ISBN: 978-84-460-3988-4

 

 

En cierta ocasión, Alain Badiou estaba sentado entre el público de una de mis conferencias, cuando su teléfono móvil (que, para colmo, era el mío: se lo había prestado) de pronto empezó a sonar. En lugar de apagarlo, me interrumpió amablemente y me preguntó si podía bajar la voz, para poder oír mejor a su interlocutor… Si eso no es una demostración de verdadera amistad, no sé qué puede serlo. Así, pues, este libro está dedicado a Alain Badiou.

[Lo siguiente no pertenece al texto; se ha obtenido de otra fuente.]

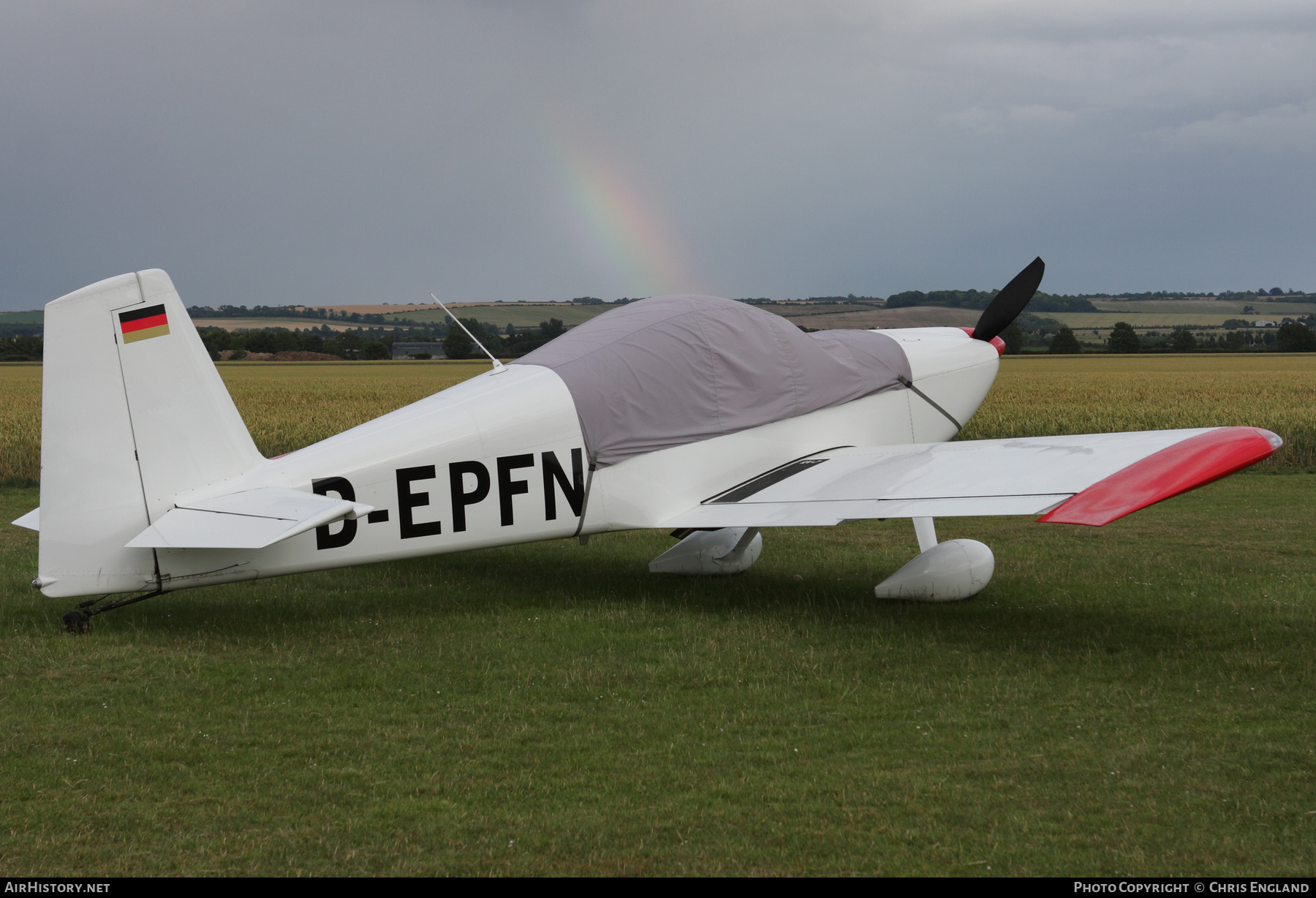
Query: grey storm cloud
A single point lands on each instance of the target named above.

Introducción. Causa Locuta, Roma Finita

Roma locuta, causa finita: éstas son las palabras de autoridad decisivas que ponen fin a una disputa, en todas sus versiones, desde «el sínodo eclesiástico ha decidido» hasta «el Comité Central ha aprobado una resolución» y, por qué no, «el pueblo ha expresado claramente su decisión en las urnas»… Ahora bien, ¿no apuesta el psicoanálisis exactamente por lo contrario, por que la Causa hable por sí misma (o, como dijo Lacan, «Hablo yo, la verdad») y el Imperio (romano, es decir, el capitalismo mundial contemporáneo) se desplome? Ablata causa tolluntur effectus: cuando falta la causa, prosperan los efectos (Les effets ne se portent bien qu’en absence de la cause). ¿Por qué no damos la vuelta al proverbio? Cuando interviene la causa, se disipan los efectos1

Ahora bien, ¿qué Causa debe hablar? En los tiempos que corren, las cosas no pintan bien para las grandes Causas, en una época en la que, aunque la escena ideológica está fragmentada en una panoplia de posiciones que luchan por la hegemonía, hay un consenso subyacente: la época de las grandes explicaciones ha terminado, necesitamos un «pensamiento débil», opuesto a todo fundacionalismo, un pensamiento atento a la textura rizomática de la realidad; tampoco en el ámbito de la política debemos aspirar ya a sistemas que lo expliquen todo y a proyectos de emancipación mundial; la imposición violenta de grandes soluciones debe dar paso a formas de intervención y resistencia específicas… Si el lector simpatiza, aunque sea mínimamente, con tales ideas, lo mejor es que deje de leer este libro.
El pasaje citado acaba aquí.